Have done a little googling, but haven't been able to find a supplier in Melbourne (I'm Mornington Peninsula based).  Think we'll need the 2m wide fabric (as 2 walls will be 1m high each) and probably worth getting a 50m roll (as have close to that length of walls being built).   
Anyone have ideas / referrals? 
Thanks, 
K

----------


## Lagerfan

Hi KANDL,  
I used these guys based in Richmond. Pretty cheap and very helpful with advice and such.

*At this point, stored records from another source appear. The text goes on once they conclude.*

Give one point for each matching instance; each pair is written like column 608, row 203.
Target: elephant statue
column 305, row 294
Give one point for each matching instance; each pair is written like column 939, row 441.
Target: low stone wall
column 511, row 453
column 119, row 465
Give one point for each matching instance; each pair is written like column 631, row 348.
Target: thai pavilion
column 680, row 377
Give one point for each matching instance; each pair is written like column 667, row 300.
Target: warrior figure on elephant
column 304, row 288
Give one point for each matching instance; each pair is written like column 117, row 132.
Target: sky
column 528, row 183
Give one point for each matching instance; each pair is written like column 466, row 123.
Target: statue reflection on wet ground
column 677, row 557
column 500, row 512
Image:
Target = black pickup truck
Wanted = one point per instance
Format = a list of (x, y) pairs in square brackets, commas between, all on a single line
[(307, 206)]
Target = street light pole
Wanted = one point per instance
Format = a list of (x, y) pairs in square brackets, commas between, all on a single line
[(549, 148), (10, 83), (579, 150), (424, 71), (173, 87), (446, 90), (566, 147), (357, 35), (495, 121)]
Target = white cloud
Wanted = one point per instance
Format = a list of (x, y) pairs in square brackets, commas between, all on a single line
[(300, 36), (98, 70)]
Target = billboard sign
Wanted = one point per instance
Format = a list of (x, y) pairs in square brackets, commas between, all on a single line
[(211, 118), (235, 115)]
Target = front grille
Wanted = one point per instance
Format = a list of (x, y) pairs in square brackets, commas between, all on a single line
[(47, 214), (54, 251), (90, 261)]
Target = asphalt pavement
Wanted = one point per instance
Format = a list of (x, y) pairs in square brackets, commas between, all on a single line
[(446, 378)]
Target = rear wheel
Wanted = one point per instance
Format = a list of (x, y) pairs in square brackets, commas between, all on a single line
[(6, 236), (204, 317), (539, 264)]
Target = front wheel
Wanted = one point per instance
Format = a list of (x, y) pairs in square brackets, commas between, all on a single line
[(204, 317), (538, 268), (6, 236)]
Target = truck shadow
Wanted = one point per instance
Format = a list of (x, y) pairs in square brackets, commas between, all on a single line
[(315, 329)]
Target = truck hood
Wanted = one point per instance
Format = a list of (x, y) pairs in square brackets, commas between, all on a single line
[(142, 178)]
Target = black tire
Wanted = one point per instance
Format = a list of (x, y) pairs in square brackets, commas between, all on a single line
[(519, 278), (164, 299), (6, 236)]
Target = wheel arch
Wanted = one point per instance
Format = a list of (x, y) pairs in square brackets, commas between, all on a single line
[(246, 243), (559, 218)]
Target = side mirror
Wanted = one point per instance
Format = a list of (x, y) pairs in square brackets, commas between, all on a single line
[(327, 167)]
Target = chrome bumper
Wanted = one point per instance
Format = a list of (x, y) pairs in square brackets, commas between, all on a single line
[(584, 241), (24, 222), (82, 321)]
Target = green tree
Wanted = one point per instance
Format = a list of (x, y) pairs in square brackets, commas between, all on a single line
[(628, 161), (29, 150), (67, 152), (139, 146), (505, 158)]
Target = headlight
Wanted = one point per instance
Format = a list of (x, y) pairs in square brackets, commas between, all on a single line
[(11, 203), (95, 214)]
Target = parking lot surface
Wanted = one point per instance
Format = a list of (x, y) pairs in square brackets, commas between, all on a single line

Looks like they do exactly the size you need: Bidim - Filter Fabric. 
From memory I paid around $70 for 1m x 50m roll, which was much cheaper than the landscapers and garden centers were selling it, mostly in QLD for some reason - like you I could find no-one around Melbourne until I stumbled across these guys.

----------


## KANDL

Thanks heaps, will give them a buzz.  Yes, was a little surprised by the Qld concentration too!!  :Smilie:

----------


## russs

Picked up a couple of Reln pack 6m x 2m in Bunnings, (kept with the slotted drain aggie pipe)

----------


## jack620

KANDL,
I bought a 1m x 50m roll from Swan Plumbing in Mornington for $92 way back in 2006.

----------


## jamc0984

All landscaping yards should have them. Bidim is Geotextiles Australia product which i think are based in Brisbane (hence perhaps the QLD availability). Brisbane office is just down the road from me. Expect to pay about $150 for a 2m wide 50 metre role. Or around $6 a lm. For a retaining wall, depending on height you would probably need 2 m wide stuff.

----------